Quiz: Convert each of these two expressions to normal form:

// Q1
v1.f = v2.f
// Q2
v1.f.g = v2.h

Answer:

// A1
tmp = v2.f
v1.f = tmp
// A2
tmp1 = v1.f
tmp2 = v2.h
tmp1.g = tmp2

2.3 Andersen’s Algorithm

One of the most well-known pointer analysis algorithms is Andersen’s algorithm. The algorithm, that builds the points-to graph for a given program, was published in 1994. Note that the structure of the algorithm is similar to the Worklist algorithms that we presented in the dataflow analysis module.

graph = empty
repeat:
	for (each statement s in program)
		apply rule corresponding to s on graph
until graph stops changing

Starting with an empty graph, we examine statements that create pointers and update the graph based on points-to-relationships. The algorithm terminates when the graph stops changing.

The set of statements that we iterate over is obtained using the flow-insensitive abstraction we just presented. In addition to removing control flow, we also removed any statements that did not “affect pointers.” Let’s dive into the details of which statements are included.

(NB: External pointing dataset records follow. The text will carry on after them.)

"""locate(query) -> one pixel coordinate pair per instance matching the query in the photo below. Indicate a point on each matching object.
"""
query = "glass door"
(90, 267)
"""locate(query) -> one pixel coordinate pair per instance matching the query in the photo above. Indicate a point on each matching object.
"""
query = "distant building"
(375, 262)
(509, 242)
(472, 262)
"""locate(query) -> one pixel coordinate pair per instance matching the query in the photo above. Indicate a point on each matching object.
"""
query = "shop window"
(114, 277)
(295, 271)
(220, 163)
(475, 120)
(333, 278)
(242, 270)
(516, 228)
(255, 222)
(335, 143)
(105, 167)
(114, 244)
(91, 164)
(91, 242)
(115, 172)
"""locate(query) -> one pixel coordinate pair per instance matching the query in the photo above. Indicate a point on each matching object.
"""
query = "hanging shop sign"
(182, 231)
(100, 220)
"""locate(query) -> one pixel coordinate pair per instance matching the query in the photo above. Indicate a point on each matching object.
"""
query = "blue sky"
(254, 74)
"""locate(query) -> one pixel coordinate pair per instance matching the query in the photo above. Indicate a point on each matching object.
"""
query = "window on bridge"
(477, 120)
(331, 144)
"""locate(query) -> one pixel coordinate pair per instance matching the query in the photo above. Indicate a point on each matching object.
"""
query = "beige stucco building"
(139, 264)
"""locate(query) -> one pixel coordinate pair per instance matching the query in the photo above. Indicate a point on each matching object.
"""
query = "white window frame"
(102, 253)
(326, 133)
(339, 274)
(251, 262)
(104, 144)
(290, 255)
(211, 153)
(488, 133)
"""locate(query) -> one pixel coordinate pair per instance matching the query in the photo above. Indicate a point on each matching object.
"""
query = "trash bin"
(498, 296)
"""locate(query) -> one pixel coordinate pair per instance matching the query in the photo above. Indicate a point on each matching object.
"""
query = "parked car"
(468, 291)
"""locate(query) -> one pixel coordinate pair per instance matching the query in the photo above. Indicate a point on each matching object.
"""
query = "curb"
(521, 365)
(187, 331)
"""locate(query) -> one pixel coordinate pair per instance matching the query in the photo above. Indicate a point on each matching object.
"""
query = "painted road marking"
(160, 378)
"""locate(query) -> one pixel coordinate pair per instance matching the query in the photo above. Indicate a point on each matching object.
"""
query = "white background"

2.3.1 Rule for Object Allocation

By now, you should be convinced that we can take a program written in our simplified Java-like language and express its pointer operations using the six simple statements we introduced earlier.

In order to perform Andersen’s algorithm, we need to understand how each type of statement affects the points-to-graph. The graph is updated depending on the type of statement currently being analyzed.

To make things more concrete, let’s see how an object allocation statement affects points to relations.

For a statement v=new B, we create a new allocation site node called B, we create a variable node for v (if it doesn’t already exist), and then add a blue arrow from the variable node to the allocation site node.

Note that if there is already an arrow from v to another allocation site node (say A), we just need to add a new arrow from v to B. This rule, as well as all the remaining rules we’ll discuss, is a “weak update,” in which we accumulate instead of replace the points-to information (which would be a “strong update”). This type of update rule is a hallmark of flow-insensitivity.

Looking at our example Elevator program, let’s use the object allocation sites rule to create a partial points-to-graph.

2.3.2 Rule for Object Copy

Now, let’s expand our points-to-graph to include a few more relationships.

First, let’s add alias relationships created through “object copy.”

For the statement v1 = v2, we create a variable node for v1 (if it doesn’t already exist), and then add a blue arrow from the variable node for v1 to all nodes pointed to by the variable node for v2.

Again note that we do not remove or replace any existing arrows from v1. v1 merely accumulates another arrow to B.

In words, v1 now additionally points to what v2 points to.

2.3.3 Rule for Field Writes

Now, let’s see how field writes affect relationship in a points-to-graph. Field-write statements can be one of the following forms.

Although the two statements shown here are syntactically different, they will have the same affect on a points-to graph.

Prior to the field write statement, suppose v1 points to A and v2 points to B. Additionally, A has a link between its allocation site and the allocation site for the field f, or equivalently, the array member denoted by [*]. This represents the portion of memory specifically reserved for the field or array member.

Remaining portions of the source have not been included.